The Mother Base mechanic makes a return from Peace Walker and it is up to Snake to once again build up his fortress. All enemy Soldiers on the battlefield can be extracted and sent to your base and depending on what skill they excel in, they will be assigned to teams such as research and development, or the Intel team. Leveling up these groups will provide Snake with perks such as new weapons and gear, enemy intelligence and extra support on mission. A completely new system implemented for The Phantom Pain is the buddy system, with which you can bring one of four buddies along on a mission. The different options accommodate the different styles of play, for example ‘D-Dog’ can spot most enemies and silently kill them if you order him too. On the other side of the spectrum is Quiet, a female Sniper who can kill enemies from a distance and provide covering fire if they attack you. None of them are overpowered and complement each style of play, making them great additions to the series. Another new feature is the option to drive vehicles, including everything between Jeeps and heavy tanks. The Phantom Pain offers a staggering amount of variety in the gameplay department.

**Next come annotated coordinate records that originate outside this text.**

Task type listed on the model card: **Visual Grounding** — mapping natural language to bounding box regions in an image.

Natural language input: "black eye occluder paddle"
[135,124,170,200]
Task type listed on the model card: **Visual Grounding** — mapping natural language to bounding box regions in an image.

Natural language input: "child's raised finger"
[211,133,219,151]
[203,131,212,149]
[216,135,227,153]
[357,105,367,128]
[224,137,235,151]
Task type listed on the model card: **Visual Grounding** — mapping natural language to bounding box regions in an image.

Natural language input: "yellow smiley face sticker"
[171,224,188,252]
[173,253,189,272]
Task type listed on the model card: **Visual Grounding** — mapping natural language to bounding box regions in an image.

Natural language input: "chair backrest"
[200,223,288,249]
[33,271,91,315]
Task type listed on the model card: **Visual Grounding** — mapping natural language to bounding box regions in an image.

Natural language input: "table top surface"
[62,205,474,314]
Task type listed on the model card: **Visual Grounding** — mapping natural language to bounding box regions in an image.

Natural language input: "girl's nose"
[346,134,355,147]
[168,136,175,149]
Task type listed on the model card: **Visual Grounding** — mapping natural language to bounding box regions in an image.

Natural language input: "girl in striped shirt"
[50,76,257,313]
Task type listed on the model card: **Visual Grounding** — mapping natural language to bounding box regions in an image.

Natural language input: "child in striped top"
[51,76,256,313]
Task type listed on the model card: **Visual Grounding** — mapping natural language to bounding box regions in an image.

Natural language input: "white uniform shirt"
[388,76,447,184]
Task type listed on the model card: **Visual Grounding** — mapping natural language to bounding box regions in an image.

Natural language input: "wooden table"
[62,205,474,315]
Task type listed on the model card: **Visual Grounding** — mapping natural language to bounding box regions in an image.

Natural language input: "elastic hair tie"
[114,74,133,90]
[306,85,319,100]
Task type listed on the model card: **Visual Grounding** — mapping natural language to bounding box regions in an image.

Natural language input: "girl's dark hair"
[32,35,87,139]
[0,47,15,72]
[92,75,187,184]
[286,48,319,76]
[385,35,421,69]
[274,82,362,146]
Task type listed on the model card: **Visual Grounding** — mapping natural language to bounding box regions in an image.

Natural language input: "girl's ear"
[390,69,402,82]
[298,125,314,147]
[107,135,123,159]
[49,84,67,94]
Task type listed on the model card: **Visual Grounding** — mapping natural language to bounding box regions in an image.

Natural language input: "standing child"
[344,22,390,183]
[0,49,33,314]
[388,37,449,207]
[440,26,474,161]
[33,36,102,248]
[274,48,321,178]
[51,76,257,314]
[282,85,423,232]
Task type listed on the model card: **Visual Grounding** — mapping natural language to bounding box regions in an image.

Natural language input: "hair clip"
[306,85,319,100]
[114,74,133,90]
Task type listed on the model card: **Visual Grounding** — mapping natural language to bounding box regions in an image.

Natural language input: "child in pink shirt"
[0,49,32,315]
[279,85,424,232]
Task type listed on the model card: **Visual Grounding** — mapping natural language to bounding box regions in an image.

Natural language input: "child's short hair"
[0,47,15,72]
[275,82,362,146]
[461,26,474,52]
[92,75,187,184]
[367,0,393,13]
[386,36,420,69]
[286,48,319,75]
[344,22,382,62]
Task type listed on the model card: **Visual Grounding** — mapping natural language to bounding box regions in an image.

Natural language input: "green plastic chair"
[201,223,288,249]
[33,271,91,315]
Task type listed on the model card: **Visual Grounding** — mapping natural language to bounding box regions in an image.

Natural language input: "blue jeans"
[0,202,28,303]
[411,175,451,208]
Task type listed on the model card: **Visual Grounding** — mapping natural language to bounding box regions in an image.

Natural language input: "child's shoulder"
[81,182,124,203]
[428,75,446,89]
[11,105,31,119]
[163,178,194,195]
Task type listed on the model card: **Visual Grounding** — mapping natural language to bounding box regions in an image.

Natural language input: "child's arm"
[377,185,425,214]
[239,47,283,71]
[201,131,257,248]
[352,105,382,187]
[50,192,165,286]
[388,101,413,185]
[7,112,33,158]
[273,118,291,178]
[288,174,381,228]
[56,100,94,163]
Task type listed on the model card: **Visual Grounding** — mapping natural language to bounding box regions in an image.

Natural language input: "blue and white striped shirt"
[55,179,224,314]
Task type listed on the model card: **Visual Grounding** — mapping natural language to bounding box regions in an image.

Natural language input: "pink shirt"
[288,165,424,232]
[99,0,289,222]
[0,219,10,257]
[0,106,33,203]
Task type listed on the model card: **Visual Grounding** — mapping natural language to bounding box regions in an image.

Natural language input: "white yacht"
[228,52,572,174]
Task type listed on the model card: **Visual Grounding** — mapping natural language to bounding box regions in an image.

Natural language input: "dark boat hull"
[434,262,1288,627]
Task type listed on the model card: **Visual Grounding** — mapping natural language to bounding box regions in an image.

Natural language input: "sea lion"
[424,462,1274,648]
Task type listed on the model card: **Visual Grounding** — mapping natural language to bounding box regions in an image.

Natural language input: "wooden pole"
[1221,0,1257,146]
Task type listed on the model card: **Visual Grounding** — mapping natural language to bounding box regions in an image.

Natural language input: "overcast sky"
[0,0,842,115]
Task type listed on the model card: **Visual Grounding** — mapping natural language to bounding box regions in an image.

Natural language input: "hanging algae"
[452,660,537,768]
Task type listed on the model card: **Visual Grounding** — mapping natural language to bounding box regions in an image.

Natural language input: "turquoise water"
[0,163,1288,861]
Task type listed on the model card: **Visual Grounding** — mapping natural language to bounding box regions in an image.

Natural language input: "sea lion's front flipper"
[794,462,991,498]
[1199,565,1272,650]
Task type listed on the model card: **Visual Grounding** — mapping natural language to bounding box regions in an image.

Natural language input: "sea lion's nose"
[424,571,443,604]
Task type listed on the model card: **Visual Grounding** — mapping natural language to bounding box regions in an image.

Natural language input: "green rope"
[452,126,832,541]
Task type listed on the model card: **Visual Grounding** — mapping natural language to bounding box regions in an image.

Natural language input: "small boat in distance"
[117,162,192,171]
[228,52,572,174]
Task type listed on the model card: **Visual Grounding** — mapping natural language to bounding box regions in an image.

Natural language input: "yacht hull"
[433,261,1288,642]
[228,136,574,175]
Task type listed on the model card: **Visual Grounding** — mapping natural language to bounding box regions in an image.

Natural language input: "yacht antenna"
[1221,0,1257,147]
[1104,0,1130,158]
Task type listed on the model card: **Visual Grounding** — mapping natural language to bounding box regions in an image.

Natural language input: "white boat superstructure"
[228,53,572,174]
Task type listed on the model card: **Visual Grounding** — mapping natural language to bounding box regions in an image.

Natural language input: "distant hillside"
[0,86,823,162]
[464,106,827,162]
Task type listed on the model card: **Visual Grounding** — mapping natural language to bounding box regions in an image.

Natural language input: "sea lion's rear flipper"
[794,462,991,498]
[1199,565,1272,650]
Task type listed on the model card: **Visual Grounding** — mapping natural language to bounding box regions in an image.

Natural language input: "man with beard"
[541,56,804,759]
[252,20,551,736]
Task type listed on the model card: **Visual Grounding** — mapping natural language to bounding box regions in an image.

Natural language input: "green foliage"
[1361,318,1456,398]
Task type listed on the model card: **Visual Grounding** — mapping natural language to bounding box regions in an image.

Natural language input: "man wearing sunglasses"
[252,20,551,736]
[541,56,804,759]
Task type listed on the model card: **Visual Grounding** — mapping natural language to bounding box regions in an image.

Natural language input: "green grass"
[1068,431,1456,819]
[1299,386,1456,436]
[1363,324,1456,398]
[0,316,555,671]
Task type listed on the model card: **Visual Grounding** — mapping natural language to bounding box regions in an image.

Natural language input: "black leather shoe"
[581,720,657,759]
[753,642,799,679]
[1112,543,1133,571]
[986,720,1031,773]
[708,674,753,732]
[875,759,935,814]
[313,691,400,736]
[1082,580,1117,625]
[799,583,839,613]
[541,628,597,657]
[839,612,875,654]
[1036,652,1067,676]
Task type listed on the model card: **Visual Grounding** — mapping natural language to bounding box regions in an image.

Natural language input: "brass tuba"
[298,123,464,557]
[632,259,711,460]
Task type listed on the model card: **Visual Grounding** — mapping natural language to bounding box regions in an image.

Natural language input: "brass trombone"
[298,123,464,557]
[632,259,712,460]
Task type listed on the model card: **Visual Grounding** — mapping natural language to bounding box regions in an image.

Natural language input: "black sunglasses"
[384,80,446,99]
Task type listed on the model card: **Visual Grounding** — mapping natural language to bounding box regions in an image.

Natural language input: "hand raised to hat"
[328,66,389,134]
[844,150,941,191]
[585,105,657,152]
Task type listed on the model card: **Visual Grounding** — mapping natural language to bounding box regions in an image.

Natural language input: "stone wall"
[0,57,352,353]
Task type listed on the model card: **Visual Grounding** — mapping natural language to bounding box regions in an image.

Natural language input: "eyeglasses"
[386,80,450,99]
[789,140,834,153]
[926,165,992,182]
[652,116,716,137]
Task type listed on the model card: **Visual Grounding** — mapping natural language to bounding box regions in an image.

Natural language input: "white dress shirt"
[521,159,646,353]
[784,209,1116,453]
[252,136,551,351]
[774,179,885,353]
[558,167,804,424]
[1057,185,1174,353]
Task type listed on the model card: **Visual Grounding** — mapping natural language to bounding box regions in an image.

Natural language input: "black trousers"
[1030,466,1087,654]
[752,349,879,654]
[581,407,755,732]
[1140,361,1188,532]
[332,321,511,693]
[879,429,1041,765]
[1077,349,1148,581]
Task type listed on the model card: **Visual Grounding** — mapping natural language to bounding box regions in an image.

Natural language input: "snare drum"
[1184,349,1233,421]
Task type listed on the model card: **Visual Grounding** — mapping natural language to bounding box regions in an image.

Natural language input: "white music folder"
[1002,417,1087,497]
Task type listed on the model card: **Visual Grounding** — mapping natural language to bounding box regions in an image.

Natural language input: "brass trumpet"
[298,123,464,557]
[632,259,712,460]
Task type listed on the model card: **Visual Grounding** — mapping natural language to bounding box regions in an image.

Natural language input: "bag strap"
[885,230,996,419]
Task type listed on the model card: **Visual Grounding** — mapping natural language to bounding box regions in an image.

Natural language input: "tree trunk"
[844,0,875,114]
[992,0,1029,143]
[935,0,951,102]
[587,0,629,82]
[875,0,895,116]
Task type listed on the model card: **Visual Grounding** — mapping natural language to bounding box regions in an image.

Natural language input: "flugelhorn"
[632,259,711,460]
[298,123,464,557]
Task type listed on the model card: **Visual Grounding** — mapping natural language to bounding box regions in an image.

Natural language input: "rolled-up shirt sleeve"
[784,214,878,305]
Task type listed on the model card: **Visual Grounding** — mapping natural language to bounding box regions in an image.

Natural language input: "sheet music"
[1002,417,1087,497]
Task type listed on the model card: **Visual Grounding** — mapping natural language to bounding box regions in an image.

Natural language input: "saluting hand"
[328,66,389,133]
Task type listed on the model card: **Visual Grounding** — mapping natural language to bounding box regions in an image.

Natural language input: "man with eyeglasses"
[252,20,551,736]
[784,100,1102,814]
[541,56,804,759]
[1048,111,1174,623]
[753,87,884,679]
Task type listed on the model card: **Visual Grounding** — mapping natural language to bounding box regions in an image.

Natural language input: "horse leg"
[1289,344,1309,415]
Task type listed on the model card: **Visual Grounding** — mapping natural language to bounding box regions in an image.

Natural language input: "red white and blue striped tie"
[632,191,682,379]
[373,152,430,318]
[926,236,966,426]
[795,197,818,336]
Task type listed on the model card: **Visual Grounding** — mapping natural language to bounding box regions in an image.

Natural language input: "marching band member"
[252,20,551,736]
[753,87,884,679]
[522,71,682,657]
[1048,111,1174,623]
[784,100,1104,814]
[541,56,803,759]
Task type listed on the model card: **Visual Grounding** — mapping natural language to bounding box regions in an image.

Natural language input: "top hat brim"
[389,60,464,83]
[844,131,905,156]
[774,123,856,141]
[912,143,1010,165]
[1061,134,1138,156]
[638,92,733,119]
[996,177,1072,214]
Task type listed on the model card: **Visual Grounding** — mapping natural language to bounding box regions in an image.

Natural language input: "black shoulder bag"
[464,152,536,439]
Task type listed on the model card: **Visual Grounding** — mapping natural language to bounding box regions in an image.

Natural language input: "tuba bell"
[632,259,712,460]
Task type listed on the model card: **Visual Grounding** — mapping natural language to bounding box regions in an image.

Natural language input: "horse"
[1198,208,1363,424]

Probably for the first time ever in a Metal Gear title, gameplay trumps the story. Kojima has described previous Metal Gear’s as epics, similar to films, but he compared The Phantom Pain more to a HBO series. This is an adequate comparison: gone are the long cut scenes which created a more focused story. It has clearly been streamlined to accommodate new players to the series, but still does contain many great and completely insane moments prominent throughout the Metal Gear saga. It even goes to some previously unexplored areas that include heavy topics, such as African child soldiers and rape. Both are handled with the respect that these subjects deserve, highlighting how much the gaming medium has developed over the years. If you want the classic heavy exposition you can find it in optional cassette tapes, which are Kojima’s reward to fans who have stuck with the series long term. However relegating a lot of the lore to the background partly ruins the immersion, as the game tries too hard to appeal to new players.
The film world has many Auteur directors, but the world of gaming is limited to only a few, and The Phantom Pain is a clear example of the vision of one man. Anyone who has played a previous Metal Gear will see Kojima’s influence everywhere in terms of cut scenes, gameplay, and humour. In terms of gameplay, The Phantom Pain is a masterpiece, giving the player limitless options to tackle its open ended missions. In every other department, sound, graphics and physics, it also excels. The only negative is that fans of the previous Metal Gears may be left disappointed in how the story is now structured, but no doubt newcomers to the series will appreciate this change. Nevertheless Metal Gear Solid V: The Phantom Pain is one of the best new releases in years and a high note for creator Hideo Kojima to leave the series on.
Metal Gear Solid V: The Phantom Pain is available now on PlayStation 3,PlayStation 4, Xbox 360, Xbox One and PC.